Tuesday, April 06, 2010

A New Era -or- Manifesto, Motherfucker

Another season is upon us, and the Gorillas are fired up and ready to go mildly interested.

Along with the new season, dawns a new era for your favorite drunken softball team. A new policy has been announced for the manner in which personell and line-up construction is handled. It follows:

For games that start at 6pm, I will be at the field around 5:10ish. For all other games, I will generally be there around 6. I will then begin drinking bier. Jeff & TDub will usually be there around the time I get there. I do not care who else will be there or what time they get there. You are welcome to play from now on if you have ever played for the Gorillas and have not 1) brought a chick to the game and then offered "finger in the butt for a dollar" played catcher & flipped off the pitcher 2) Not paid your part for the league not once, but twice.
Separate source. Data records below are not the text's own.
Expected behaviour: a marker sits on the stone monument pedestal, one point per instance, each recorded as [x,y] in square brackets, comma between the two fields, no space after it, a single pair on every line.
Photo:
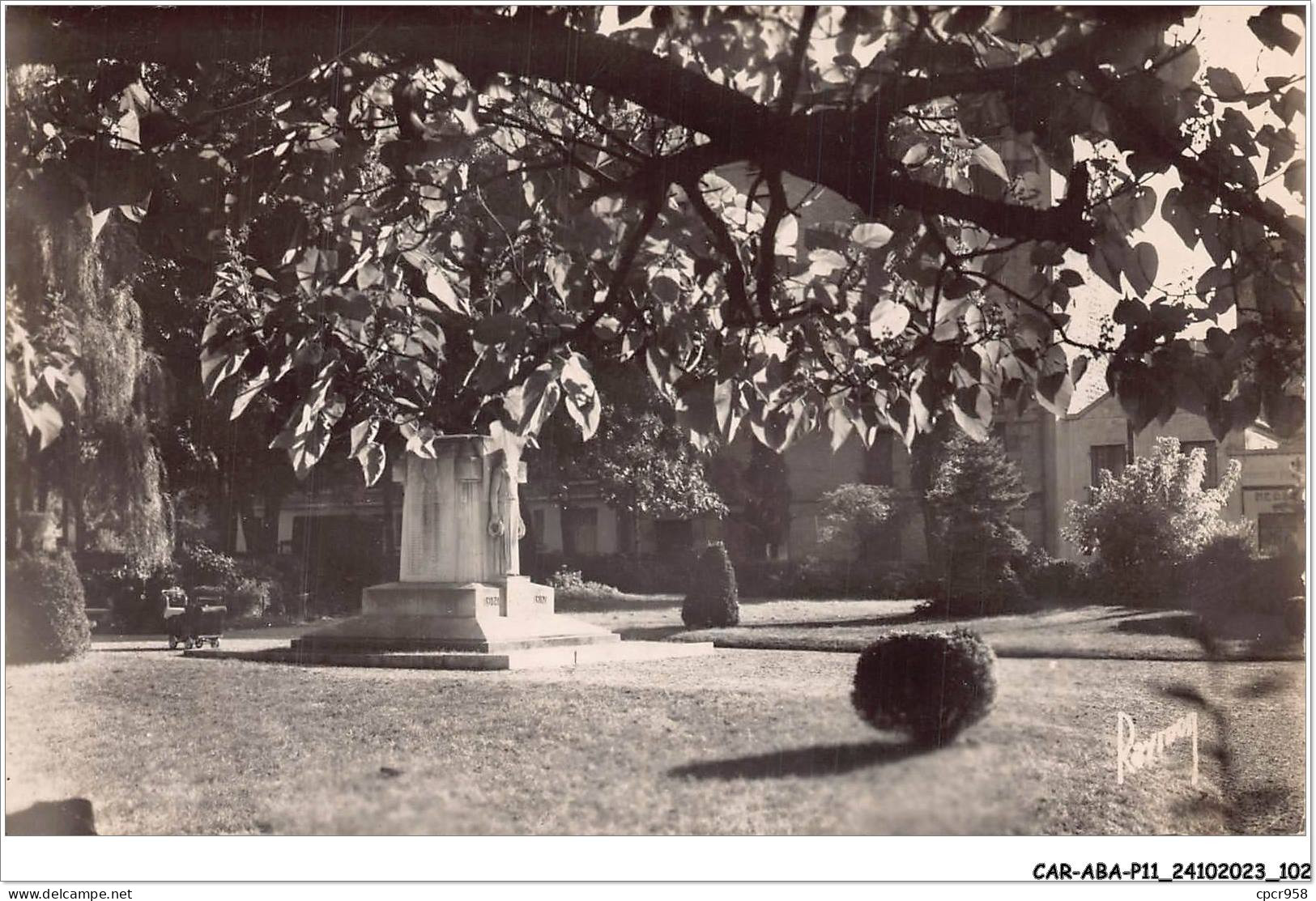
[471,617]
[461,601]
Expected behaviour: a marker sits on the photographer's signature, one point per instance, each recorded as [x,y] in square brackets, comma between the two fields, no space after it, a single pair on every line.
[1133,753]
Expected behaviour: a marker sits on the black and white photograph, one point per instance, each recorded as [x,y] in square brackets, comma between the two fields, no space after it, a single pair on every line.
[658,421]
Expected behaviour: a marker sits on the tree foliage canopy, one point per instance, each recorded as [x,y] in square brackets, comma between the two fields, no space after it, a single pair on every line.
[794,217]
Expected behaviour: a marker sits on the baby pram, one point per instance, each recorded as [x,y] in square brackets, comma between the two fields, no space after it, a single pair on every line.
[195,621]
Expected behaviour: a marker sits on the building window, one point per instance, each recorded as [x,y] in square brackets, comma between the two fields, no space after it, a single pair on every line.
[1212,474]
[581,530]
[1109,457]
[537,529]
[674,536]
[1280,533]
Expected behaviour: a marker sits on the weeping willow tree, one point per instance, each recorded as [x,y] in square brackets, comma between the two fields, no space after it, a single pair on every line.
[82,389]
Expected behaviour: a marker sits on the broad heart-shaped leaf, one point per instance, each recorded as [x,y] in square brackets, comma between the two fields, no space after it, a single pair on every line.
[1107,261]
[1270,28]
[990,161]
[973,412]
[362,436]
[581,396]
[888,320]
[373,461]
[871,236]
[441,290]
[1141,269]
[219,364]
[249,393]
[1181,217]
[1224,84]
[1054,391]
[530,403]
[44,419]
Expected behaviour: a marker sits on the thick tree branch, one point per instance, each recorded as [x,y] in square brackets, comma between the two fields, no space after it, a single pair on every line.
[837,149]
[766,262]
[726,245]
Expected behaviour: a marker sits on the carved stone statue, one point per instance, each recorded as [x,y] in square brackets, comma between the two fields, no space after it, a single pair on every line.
[505,524]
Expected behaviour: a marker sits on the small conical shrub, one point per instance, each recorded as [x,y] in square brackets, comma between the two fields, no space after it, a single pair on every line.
[45,610]
[712,599]
[926,684]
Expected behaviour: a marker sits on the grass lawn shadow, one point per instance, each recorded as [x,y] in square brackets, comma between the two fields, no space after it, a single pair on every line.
[808,762]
When & if you show up, write your name on the line-up card (pictured above-right) in the spot you think you should bat. I don't care if we have 17 or 6 guys. If we do not have enough to play I will continue to sit in my chair and drink bier. If you are not going to be there and are concerned about it, I suppose you could ask someone to go in your stead. Or you could tell someone on the team. Someone other than me, for I will still not care. If you are not sure you want to play for the Gorillas, you could tell someone on the team - someone other than me - so they might invite one of the several people that DO want to play for the Gorillas.

My only concern this year is that you bring bier. I am an alcoholic and it is quite expensive for me to buy bier for me to drink in excess the other 6 days, let alone buy enough for you on Tuesdays.

Lastly, I'd like to thank our sponsor, Verville Construction. We are going to try to raise a little money to buy equipment by selling door knockers that are exact scale sculptures of the main motherfucker at Verville Construction. They are $100 and pictured here.

Thank you, and God Bless America, the Gashaus Gorillas, and our collective balls.